MonoTher-Depth: Enhancing Thermal Depth Estimation Via Confidence-Aware Distillation
Xingxing Zuo, Nikhil Ranganathan, Connor Lee, Georgia Gkioxari, Soon-Jo Chung
AI summary
Problem
Thermal cameras excel in low-light and obscured conditions, but thermal depth estimation lacks labeled datasets and suffers from low contrast and noise, while existing cross-modal methods require perfectly aligned RGB-thermal pairs or video sequences.
Approach
The authors introduce MonoTher-Depth, a semi-supervised framework that distills a pretrained RGB depth model into a thermal model using a confidence-aware loss that weights guidance based on cross-modal feature similarity and depth consistency.
Key results
- Introduces MonoTher-Depth, a semi-supervised framework bridging RGB and thermal depth estimation.

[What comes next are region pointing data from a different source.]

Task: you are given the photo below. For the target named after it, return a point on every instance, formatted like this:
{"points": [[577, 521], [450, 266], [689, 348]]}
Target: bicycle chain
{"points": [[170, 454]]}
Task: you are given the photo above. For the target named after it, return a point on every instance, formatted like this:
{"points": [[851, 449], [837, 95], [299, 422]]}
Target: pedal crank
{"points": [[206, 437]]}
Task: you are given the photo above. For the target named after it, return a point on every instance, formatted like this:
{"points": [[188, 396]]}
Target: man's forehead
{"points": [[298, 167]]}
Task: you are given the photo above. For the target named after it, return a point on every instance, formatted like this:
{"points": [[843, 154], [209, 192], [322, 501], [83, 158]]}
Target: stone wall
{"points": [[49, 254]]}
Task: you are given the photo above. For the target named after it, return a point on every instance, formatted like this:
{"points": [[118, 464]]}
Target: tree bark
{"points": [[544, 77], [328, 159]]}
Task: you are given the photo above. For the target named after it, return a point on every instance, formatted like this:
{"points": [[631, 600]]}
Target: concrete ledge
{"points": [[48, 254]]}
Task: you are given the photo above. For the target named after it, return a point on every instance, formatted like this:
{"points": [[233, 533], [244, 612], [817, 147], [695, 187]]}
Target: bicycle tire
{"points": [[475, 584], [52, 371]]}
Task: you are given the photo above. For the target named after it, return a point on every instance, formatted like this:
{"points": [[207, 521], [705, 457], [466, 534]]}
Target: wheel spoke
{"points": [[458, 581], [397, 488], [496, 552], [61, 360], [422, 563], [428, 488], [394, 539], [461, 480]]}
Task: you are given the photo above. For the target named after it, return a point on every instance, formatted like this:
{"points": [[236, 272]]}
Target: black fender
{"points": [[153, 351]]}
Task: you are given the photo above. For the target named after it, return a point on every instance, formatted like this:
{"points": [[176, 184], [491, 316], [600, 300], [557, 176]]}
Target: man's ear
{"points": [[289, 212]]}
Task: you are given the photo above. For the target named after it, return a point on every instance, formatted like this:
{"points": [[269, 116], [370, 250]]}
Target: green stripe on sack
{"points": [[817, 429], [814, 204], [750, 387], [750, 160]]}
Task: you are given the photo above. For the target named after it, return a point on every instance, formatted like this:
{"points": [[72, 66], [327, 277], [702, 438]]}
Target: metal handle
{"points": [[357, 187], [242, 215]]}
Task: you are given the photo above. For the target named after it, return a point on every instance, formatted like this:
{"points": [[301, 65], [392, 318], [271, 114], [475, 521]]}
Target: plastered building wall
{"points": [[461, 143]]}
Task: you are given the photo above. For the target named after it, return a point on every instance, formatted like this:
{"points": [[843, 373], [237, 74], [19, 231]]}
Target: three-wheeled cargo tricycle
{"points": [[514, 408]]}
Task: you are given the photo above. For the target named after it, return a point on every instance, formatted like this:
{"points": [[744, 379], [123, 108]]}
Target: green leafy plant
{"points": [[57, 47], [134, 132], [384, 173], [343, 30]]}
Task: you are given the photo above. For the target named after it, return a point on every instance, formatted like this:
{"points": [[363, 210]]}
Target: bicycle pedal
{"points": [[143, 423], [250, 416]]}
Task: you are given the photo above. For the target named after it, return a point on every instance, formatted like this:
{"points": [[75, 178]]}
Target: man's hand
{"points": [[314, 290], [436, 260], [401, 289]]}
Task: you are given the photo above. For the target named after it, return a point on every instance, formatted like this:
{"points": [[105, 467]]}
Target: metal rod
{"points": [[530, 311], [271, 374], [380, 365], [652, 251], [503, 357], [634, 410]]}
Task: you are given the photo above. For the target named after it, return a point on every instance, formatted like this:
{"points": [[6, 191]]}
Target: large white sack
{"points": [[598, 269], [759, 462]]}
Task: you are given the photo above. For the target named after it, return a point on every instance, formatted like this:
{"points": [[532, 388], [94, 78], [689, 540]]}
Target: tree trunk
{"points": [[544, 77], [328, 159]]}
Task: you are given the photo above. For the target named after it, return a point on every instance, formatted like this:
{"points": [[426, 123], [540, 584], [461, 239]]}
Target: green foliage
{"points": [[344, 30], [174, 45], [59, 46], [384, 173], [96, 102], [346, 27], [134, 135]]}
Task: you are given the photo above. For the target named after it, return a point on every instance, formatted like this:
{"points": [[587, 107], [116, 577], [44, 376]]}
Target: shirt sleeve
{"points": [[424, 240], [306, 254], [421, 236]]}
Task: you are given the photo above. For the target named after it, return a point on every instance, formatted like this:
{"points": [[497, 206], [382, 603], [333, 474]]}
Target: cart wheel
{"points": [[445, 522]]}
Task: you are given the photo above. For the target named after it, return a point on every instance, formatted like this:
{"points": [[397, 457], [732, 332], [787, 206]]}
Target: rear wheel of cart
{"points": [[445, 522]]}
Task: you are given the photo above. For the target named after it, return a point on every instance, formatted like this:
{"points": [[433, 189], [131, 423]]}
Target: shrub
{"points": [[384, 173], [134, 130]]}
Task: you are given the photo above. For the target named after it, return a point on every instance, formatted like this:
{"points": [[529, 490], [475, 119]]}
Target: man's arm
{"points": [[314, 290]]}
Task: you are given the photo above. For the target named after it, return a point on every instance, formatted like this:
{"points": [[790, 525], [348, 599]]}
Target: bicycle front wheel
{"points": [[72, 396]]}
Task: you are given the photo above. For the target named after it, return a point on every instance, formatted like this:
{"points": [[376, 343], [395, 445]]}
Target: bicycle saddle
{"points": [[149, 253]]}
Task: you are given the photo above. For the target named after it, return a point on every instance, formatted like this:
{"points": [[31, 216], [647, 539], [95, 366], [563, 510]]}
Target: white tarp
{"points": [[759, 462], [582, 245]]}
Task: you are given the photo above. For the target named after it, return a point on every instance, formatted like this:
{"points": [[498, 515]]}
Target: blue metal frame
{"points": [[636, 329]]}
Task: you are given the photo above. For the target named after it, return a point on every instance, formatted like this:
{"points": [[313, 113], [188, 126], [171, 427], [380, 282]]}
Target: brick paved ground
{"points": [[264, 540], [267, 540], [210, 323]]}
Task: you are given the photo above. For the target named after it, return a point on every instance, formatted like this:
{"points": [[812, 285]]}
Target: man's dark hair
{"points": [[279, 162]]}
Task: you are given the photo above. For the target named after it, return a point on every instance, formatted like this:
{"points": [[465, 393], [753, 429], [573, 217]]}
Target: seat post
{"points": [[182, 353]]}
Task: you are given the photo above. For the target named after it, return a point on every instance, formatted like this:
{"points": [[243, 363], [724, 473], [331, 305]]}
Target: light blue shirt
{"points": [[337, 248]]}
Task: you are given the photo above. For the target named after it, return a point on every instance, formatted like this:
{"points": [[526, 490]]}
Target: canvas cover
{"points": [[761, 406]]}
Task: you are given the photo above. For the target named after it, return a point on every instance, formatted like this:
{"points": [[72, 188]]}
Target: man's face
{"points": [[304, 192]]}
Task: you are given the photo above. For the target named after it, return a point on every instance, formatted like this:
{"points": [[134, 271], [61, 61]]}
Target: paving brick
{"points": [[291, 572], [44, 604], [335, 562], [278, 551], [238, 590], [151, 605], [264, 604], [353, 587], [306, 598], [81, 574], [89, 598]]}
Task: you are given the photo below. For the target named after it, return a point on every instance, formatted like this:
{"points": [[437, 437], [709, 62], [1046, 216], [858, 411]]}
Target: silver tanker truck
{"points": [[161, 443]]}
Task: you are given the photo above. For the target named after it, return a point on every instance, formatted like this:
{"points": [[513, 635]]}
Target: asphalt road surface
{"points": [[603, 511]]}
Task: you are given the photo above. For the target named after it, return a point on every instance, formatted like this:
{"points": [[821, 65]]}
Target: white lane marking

- Proposes confidence-aware distillation that adaptively weights RGB guidance using cross-modal feature consistency.
- Reduces absolute relative error by 22.88% on zero-shot thermal depth estimation without ground-truth supervision.
- Eliminates the need for strictly co-registered RGB-thermal image pairs or sequential video data during training.
Why it matters
Enables reliable depth perception for autonomous systems and robots operating in adverse visual conditions like fog, smoke, and darkness.
Abstract
Monocular depth estimation (MDE) from thermal images is a crucial technology for robotic systems operating in challenging conditions such as fog, smoke, and low light. The limited availability of labeled thermal data constrains the generalization capabilities of thermal MDE models compared to foundational RGB MDE models, which benefit from datasets of millions of images across diverse scenarios. To address this challenge, we introduce a novel pipeline that enhances thermal MDE through knowledge distillation from a versatile RGB MDE model. Our approach features a confidence-aware distillation method that utilizes the predicted confidence of the RGB MDE to selectively strengthen the thermal MDE model, capitalizing on the strengths of the RGB model while mitigating its weaknesses. Our method significantly improves the accuracy of the thermal MDE, independent of the availability of labeled depth super- vision, and greatly expands its applicability to new scenarios. In our experiments on new scenarios without labeled depth, the proposed confidence-aware distillation method reduces the absolute relative error of thermal MDE by 22.88% compared to the baseline without distillation. The code will be available at: https://github.com/ZuoJiaxing/monother depth.